GP: The eco-agri-food system is Pandora’s box. There is so much to work on. The eco-agri-food system is a political sphere, and it’s a tragedy that enough food is produced to feed the world but the political system does not allow for it. This political conundrum must be solved, and that requires international agreements and sensitizing people to environmentally friendly systems. As an environmental economist, I am always looking for linkages with the environment and I continue to notice the complete disconnect between the food on people’s plates and the environmental impact of that food in the field. Everything is interconnected, and both the upstream and downstream impacts are essential to understanding the true cost of the eco-agri-food system. The TEEBAgriFood report is one of the few reports able to analyze these impacts and initiate conversations and change in the global food system.
You can download a free copy of the TEEBAgriFood report HERE.
The goal of TEEBAgriFood is to more comprehensively determine the costs, benefits, and dependencies of agriculture and food production. What makes some produce less expensive in most supermarkets is in part the use of cheap—often subsidized—fertilizers and pesticides, but that retail price does not take into account hidden costs like environmental damage from runoff or human impacts on health and livelihood. Conversely, these prices do not recognize the positive benefits created by more sustainable forms of agriculture.
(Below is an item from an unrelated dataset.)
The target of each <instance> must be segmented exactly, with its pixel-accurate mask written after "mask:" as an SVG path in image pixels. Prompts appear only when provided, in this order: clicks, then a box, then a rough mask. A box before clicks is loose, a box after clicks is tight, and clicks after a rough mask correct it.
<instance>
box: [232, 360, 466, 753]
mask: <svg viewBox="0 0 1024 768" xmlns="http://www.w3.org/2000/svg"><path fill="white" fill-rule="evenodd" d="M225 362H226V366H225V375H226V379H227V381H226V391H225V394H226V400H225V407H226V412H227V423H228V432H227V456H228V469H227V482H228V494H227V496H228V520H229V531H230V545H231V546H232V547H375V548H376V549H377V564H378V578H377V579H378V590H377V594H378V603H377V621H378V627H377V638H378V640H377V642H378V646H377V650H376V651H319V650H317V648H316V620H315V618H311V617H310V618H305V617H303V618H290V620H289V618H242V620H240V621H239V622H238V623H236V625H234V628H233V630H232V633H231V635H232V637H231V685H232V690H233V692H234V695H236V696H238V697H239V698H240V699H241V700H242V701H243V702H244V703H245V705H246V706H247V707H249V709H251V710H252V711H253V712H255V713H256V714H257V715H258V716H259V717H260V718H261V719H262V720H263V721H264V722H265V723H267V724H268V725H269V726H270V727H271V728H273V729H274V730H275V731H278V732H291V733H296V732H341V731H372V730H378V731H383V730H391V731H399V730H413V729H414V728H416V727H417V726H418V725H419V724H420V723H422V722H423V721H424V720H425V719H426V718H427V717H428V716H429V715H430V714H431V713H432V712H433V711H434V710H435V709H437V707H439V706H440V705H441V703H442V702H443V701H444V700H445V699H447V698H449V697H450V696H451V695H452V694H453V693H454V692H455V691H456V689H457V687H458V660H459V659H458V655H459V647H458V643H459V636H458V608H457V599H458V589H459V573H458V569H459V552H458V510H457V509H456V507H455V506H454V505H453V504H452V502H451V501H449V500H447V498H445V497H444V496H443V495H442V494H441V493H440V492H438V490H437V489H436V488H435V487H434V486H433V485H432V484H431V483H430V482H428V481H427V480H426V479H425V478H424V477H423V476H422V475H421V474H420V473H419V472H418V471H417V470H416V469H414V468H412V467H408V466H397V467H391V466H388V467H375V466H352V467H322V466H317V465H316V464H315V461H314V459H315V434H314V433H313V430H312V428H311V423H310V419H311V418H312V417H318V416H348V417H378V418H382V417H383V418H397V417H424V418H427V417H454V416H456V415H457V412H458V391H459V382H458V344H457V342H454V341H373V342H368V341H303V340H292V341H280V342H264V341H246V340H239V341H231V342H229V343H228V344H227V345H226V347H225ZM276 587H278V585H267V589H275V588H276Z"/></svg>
To ensure the sustainability of agriculture and food systems, an important step is to account for the side effects, or externalities, through market mechanisms. TEEBAgriFood is creating a framework for looking at all the impacts of the ‘eco-agri-food’ value chain, from farm to fork to disposal, including effects on livelihoods, the environment, and health. This can help farmers, decision makers, and businesses more explicitly look at the impacts of different practices and policies.